Our framework for the critical sections allows to enter in catch-up phase (only write ops are blocked) and in a commit phase (both read and writes ops are blocked).
The getCriticalSectionSignal function accepts an argument, kWrite or kRead, to get the signal when a thread is entered in the catch-up or commit phases (kWrite) or only in the commit phase (kRead).
When the database version is needed to be refreshed, the current logic gets the critical section signal only when another thread is entered in the commit phase (which makes sense), BUT there is a problem. Suppose the following sequence of events:
- Thread A enters in the catch-up phase of the movePrimary
- Thread B refreshes the version of the same database, get the signal with kRead and the result is boost::none, so it continues
- Thread B enters in the commit phase and the ongoing refresh is not cancelled! In this case we have a race: movePrimary and version refresh run in parallel.

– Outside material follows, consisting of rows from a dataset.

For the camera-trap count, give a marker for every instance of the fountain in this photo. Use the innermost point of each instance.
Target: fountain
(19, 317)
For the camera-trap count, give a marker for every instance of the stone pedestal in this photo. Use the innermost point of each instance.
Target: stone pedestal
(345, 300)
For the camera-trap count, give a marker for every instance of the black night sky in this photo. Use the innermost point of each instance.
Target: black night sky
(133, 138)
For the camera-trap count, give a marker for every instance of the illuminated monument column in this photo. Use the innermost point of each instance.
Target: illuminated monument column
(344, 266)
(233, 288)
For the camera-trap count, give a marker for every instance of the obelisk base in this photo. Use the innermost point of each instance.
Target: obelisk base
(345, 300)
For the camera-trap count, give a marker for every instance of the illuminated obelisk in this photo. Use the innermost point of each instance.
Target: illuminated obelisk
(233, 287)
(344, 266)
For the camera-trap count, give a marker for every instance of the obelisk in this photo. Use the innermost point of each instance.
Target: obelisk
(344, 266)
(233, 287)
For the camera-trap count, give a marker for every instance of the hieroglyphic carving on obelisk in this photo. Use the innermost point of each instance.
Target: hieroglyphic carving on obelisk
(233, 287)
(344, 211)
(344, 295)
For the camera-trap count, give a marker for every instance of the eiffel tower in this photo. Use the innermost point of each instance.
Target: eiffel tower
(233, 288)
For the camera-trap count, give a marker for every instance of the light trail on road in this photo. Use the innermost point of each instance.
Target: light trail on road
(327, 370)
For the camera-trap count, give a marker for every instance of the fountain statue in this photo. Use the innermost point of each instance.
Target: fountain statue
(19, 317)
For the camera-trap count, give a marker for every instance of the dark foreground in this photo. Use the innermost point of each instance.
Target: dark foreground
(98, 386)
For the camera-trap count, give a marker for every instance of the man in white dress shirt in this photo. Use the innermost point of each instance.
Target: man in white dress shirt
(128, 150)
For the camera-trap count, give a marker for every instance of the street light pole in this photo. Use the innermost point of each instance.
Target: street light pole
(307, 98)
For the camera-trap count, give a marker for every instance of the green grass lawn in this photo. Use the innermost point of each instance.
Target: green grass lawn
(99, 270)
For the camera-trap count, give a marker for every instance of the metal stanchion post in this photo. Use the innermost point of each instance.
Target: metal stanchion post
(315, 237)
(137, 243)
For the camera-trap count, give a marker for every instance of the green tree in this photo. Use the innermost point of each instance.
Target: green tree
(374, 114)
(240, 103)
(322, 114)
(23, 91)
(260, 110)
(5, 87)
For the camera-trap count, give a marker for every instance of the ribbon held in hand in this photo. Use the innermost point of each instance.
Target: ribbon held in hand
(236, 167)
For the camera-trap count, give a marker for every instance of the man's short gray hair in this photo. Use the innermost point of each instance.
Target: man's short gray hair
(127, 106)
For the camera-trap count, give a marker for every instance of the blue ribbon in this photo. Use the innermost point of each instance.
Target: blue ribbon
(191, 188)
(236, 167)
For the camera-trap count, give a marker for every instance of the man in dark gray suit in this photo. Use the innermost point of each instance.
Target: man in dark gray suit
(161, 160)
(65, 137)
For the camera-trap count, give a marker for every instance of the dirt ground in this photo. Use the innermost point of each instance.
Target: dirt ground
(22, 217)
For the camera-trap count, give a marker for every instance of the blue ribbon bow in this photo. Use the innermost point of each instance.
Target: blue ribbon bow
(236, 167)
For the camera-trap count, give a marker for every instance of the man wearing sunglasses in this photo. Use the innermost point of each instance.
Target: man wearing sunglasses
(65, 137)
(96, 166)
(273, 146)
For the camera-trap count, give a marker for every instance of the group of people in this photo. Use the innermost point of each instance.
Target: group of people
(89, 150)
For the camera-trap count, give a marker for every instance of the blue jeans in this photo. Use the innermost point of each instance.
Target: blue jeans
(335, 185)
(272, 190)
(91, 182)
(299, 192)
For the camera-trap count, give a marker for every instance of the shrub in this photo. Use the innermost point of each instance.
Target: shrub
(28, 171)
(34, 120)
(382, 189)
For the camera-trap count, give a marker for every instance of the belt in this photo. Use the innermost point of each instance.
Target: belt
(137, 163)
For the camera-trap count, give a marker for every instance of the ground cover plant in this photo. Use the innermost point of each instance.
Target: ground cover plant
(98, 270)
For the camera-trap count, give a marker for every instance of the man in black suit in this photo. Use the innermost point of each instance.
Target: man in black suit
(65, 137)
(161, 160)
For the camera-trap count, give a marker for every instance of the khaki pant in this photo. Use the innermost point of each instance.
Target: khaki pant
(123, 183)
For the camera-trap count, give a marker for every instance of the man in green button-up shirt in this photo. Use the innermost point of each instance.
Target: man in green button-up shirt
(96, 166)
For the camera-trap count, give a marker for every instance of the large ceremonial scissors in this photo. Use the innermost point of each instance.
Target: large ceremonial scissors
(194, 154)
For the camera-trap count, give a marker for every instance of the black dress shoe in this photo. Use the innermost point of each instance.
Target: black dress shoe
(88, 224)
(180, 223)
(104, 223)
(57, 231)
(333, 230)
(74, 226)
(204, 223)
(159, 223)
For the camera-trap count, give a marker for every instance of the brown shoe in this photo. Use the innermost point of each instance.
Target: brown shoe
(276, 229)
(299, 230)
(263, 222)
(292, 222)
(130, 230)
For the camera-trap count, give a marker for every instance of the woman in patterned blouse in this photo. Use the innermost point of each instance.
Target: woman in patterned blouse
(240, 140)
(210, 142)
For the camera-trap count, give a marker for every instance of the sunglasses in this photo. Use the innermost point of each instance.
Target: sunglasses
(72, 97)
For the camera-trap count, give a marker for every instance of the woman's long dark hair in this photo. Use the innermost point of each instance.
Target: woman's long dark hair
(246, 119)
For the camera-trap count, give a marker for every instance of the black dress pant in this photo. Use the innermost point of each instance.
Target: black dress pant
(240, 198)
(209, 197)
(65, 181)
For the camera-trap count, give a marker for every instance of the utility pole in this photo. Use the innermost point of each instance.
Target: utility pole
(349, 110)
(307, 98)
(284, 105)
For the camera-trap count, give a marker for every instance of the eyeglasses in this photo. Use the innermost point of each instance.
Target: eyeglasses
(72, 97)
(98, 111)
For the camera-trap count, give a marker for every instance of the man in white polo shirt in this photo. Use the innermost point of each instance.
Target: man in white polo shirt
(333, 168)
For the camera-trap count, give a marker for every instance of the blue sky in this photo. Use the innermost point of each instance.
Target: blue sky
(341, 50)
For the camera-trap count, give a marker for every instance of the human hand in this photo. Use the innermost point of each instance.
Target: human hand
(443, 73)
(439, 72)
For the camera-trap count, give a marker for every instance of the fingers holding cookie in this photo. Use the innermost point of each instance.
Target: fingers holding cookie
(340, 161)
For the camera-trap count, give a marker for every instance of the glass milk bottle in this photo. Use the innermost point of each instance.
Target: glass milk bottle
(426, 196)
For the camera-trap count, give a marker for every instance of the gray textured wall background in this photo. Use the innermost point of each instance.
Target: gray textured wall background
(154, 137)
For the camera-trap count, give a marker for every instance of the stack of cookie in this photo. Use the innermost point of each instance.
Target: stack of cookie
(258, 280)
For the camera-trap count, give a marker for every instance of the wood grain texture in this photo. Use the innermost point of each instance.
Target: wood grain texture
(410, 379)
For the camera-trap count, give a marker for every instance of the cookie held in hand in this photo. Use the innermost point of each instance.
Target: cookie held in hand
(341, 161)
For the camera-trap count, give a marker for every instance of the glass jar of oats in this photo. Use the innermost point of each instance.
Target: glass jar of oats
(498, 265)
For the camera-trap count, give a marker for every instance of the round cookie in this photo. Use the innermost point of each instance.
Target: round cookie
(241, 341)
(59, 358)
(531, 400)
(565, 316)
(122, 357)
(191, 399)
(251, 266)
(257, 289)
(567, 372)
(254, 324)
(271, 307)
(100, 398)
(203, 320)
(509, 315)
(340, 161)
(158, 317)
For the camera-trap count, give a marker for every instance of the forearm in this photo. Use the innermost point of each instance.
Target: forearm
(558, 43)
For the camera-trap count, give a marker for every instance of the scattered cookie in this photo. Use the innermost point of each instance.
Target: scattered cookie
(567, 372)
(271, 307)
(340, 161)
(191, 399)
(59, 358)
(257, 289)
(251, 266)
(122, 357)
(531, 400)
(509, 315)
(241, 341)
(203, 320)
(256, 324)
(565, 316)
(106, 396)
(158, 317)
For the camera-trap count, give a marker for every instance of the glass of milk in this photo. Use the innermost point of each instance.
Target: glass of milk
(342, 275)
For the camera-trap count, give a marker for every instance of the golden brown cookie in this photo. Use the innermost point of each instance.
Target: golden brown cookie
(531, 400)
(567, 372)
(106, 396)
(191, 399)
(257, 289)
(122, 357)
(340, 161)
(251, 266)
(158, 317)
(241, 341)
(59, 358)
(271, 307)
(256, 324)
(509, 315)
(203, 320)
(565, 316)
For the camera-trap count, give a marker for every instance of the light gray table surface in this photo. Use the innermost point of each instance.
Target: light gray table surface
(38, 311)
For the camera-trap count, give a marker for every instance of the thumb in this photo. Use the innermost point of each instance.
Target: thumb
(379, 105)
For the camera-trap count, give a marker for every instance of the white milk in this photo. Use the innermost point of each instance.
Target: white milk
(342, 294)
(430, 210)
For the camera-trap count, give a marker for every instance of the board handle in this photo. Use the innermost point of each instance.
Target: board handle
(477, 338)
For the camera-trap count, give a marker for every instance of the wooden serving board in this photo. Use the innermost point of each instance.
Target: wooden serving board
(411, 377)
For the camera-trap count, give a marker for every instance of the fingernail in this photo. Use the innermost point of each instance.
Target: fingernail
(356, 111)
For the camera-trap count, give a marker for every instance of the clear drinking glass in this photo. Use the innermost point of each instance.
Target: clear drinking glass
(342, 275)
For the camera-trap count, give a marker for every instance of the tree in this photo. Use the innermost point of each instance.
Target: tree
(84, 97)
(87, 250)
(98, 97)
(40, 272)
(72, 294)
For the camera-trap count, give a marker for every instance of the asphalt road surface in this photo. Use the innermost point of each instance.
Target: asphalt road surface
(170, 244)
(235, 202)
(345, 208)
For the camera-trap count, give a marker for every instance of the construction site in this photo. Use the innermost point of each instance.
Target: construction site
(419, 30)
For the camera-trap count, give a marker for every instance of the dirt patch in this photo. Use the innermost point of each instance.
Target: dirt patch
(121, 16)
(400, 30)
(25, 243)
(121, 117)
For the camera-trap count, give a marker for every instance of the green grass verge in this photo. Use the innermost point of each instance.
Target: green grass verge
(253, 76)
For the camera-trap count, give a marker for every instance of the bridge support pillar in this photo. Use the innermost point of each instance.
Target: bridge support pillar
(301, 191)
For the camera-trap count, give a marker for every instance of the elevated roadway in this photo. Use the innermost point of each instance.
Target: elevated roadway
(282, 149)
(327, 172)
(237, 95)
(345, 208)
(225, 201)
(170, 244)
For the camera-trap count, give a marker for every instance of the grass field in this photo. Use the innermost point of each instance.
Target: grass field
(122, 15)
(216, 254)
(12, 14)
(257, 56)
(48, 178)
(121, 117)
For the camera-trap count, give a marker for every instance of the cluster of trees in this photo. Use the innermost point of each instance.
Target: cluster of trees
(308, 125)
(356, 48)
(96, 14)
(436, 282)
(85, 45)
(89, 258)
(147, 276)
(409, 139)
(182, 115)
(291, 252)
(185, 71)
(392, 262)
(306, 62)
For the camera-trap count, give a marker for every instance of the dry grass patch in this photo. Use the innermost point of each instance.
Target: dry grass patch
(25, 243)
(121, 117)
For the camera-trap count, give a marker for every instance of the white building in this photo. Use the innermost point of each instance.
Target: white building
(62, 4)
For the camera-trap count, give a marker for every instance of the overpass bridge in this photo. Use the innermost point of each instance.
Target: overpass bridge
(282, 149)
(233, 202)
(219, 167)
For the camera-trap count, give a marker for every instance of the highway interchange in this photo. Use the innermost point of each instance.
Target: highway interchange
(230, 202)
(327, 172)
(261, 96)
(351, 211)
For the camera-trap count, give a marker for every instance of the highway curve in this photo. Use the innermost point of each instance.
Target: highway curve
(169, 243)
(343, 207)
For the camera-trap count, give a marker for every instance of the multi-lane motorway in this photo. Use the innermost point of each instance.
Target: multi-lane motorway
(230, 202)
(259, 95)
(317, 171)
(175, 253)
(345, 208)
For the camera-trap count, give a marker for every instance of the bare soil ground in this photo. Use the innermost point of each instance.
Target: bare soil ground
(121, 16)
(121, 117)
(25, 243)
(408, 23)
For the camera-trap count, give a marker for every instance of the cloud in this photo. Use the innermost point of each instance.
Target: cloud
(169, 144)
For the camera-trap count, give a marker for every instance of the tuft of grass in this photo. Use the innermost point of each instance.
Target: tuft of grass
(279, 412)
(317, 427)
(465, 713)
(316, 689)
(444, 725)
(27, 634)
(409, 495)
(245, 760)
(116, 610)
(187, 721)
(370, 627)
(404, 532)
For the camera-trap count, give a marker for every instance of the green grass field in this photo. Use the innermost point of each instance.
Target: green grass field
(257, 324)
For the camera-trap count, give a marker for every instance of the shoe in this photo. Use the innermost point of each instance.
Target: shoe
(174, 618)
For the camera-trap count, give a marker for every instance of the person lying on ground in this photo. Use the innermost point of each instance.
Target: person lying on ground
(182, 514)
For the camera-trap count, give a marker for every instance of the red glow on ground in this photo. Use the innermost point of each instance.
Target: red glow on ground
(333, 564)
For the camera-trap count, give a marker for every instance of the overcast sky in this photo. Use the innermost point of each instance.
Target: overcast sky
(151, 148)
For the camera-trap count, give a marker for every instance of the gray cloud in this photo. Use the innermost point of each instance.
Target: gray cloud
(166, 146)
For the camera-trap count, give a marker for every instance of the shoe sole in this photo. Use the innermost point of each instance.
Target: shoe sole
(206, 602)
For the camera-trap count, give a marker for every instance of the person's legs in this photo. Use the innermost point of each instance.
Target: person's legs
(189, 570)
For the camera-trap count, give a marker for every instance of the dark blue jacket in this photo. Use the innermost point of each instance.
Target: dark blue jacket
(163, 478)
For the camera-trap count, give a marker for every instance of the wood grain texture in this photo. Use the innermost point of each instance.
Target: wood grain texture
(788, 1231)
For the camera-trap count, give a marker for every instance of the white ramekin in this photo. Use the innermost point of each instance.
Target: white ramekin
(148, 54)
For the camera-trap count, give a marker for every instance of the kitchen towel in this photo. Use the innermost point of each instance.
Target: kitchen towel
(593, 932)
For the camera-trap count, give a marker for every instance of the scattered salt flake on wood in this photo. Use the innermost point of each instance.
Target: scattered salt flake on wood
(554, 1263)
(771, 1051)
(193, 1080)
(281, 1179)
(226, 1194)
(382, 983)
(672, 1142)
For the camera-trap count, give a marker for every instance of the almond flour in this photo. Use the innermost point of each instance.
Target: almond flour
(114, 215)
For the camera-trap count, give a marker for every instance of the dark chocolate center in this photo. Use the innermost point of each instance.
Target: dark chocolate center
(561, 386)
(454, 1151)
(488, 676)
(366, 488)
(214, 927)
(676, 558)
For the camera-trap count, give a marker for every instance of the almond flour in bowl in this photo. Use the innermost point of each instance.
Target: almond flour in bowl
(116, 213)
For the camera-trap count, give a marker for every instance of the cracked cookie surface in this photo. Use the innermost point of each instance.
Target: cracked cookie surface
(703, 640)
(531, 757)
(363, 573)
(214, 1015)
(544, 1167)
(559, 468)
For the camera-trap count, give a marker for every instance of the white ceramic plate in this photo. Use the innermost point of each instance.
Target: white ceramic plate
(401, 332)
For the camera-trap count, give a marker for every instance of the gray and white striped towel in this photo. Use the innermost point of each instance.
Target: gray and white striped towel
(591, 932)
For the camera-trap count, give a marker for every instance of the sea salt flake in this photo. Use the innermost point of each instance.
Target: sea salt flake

There are two solutions for this problem:
- Get the signal with kRead but we need to cancel ongoing refreshed when the commit phase is entered.
- Get the signal with kWrite and cancel ongoing refreshed when the catch-up phase is entered.
What about secondaries? Currently, secondary nodes are notified only when the primary enters in the catch-up phase. Consequently, we can only follow the solution 2 above, which is the target of this ticket.